Wilmette Institute’s plans are still developing, but currently we are pursuing five lines of action:
1. The Institute plans to develop one or two blended courses on the Faith, probably as it relates to social issues. The course(s) will meet one weekend (or possibly two) at Green Acre Bahá’í School in Maine for the actual face to face class time, and the rest of each course will occur over the internet. They will be worth 3 credits, so they will be standard university courses. Once they are developed, we’ll send out information about the titles and contents. But students will have to arrange with their advisors to get credit from their school, because it is a non-local course (we have an Articulation Agreement with United Theological Seminary, but it may or may not be relevant). We’ll be able to provide students information how to do that, including an extensive syllabus showing how the course works; that’s usually what a university needs. Historically. most students who have approached their schools for credit have received it.
2. The Institute will have 2 completely online courses available to take in June-July (Bahá’í Theology and Introduction to Islam), 2 completely online course in the fall (The Bahá’í Faith: A Comprehensive Introduction and Sustainable Development and the Prosperity of Humankind), and 2 more in the spring (to be determined: one probably will be Introduction to Interfaith Dialogue). They won’t require time at Green Acre; they’re in addition to the blended courses. We will be able to release the information about them in March. Again, students will have to talk to their advisors to arrange the credit. We hope some of them will contact friends who might be interested in taking a Bahá’í course with them.

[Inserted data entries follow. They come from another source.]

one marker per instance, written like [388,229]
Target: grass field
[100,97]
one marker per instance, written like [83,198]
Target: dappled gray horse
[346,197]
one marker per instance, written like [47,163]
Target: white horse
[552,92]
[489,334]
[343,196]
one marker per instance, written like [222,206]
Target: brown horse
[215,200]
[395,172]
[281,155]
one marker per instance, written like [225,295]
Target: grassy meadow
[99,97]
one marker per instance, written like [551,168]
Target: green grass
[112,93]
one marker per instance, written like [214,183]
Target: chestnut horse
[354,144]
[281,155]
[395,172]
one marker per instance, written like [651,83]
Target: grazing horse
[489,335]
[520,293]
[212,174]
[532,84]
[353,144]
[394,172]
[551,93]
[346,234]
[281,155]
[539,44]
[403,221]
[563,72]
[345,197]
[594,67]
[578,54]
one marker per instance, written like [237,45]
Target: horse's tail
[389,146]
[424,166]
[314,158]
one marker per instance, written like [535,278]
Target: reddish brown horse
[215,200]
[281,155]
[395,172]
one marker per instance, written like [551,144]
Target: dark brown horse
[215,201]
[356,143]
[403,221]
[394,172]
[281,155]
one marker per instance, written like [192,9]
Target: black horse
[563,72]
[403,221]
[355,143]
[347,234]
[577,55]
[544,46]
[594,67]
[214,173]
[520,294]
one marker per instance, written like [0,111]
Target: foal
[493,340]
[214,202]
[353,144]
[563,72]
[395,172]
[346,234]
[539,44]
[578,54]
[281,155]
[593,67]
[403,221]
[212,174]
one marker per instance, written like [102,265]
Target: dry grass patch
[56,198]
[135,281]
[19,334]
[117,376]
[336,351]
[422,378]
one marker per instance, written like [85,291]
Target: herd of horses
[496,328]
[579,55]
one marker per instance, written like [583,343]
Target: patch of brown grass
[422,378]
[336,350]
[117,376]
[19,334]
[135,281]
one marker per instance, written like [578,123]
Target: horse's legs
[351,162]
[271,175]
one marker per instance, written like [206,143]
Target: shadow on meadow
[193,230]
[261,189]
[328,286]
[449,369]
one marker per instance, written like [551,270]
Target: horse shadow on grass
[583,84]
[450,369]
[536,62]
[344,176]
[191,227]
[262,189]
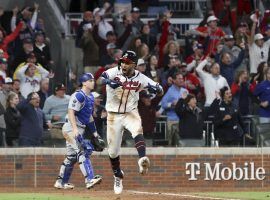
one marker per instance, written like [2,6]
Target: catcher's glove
[98,143]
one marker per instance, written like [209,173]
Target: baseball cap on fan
[111,46]
[258,36]
[59,86]
[8,80]
[135,9]
[211,18]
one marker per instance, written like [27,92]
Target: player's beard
[128,72]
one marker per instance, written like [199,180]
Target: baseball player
[123,86]
[80,111]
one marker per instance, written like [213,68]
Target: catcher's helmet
[129,57]
[85,77]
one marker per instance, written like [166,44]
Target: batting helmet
[85,77]
[129,57]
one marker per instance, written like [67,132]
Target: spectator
[5,40]
[99,114]
[134,44]
[260,75]
[258,48]
[56,105]
[241,33]
[191,82]
[89,47]
[110,38]
[227,67]
[33,121]
[226,14]
[262,91]
[147,38]
[242,91]
[152,68]
[171,50]
[12,119]
[191,121]
[136,21]
[24,56]
[230,48]
[108,59]
[212,35]
[141,66]
[43,93]
[30,80]
[193,60]
[143,52]
[42,51]
[120,5]
[120,28]
[147,111]
[3,67]
[88,21]
[103,26]
[212,81]
[169,101]
[229,127]
[16,88]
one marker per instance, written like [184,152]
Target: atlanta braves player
[123,86]
[80,110]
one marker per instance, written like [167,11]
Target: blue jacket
[227,71]
[262,91]
[32,121]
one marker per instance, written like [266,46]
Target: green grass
[39,196]
[239,195]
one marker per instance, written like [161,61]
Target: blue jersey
[83,106]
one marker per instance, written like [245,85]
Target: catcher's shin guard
[67,168]
[85,166]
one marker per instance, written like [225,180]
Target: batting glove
[154,89]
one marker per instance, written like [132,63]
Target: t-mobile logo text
[219,172]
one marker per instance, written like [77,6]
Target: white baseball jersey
[125,98]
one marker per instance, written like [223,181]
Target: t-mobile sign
[218,172]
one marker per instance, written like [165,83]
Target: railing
[74,19]
[209,129]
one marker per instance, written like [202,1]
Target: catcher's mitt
[98,143]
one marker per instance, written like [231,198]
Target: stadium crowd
[220,73]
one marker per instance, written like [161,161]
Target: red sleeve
[163,40]
[252,86]
[189,59]
[234,88]
[13,35]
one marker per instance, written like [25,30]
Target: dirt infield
[109,195]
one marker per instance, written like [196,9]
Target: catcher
[78,124]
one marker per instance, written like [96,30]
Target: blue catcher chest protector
[82,157]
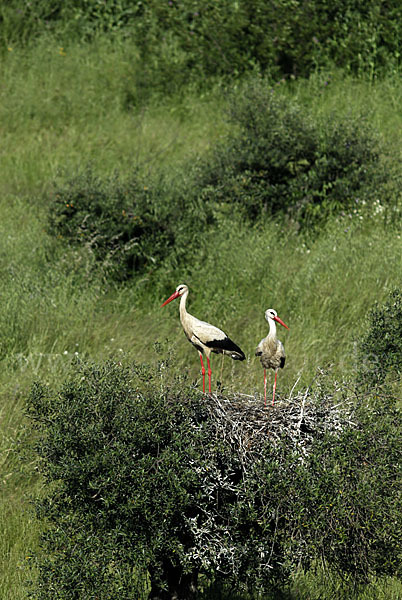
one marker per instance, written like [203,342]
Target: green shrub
[380,350]
[129,226]
[277,160]
[147,480]
[192,39]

3. The Wilmette Institute can provide an academic lecturer to speak about the Faith on campus next fall or next spring (and possibly even later this semester). Most likely, she or he will be one of the instructors of one of the blended or fully online courses and will speak about a subject related to one of the courses, but we could provide speakers on other subjects as well. This might be one way to build interest in the courses. We are beginning to work on a Wilmette Institute “speakers bureau” for this purpose. Once the Wilmette Institute hires a marketing associate, s/he can use social media to publicize the lectures and follow up with information over social media about the courses. A Bahá’í college club can help a lot to make a lecture possible, but we want to reach out to campuses with no Bahá’ís as well.
4. The Institute can provide individual classes on aspects of the Faith that can be added to existing courses, such as a Bahá’í class or two in a world religions course. There are two ways to do this; (1), have the lecturer come to campus to speak to the course, and naturally s/he could also give one of the campus-wide lectures in point #3; or (2), have the lecturer appear via web video. We will draw up a list of possible speakers and topics in the next month.
5. Donate a collection of academically oriented Bahá’í books to the library. The Institute has prepared a list of about 30 books. If contact with the library is made and we are informed which books the library already has, we can order the collection and donate it.
Currently, Wilmette Institute faculty and staff are completing syllabi, planning the logistics of supplying lectures, drawing up a speakers list, and drafting routine emails describing our efforts. Any ways Bahá’ís can help, and any suggestions they can give, would be greatly appreciated.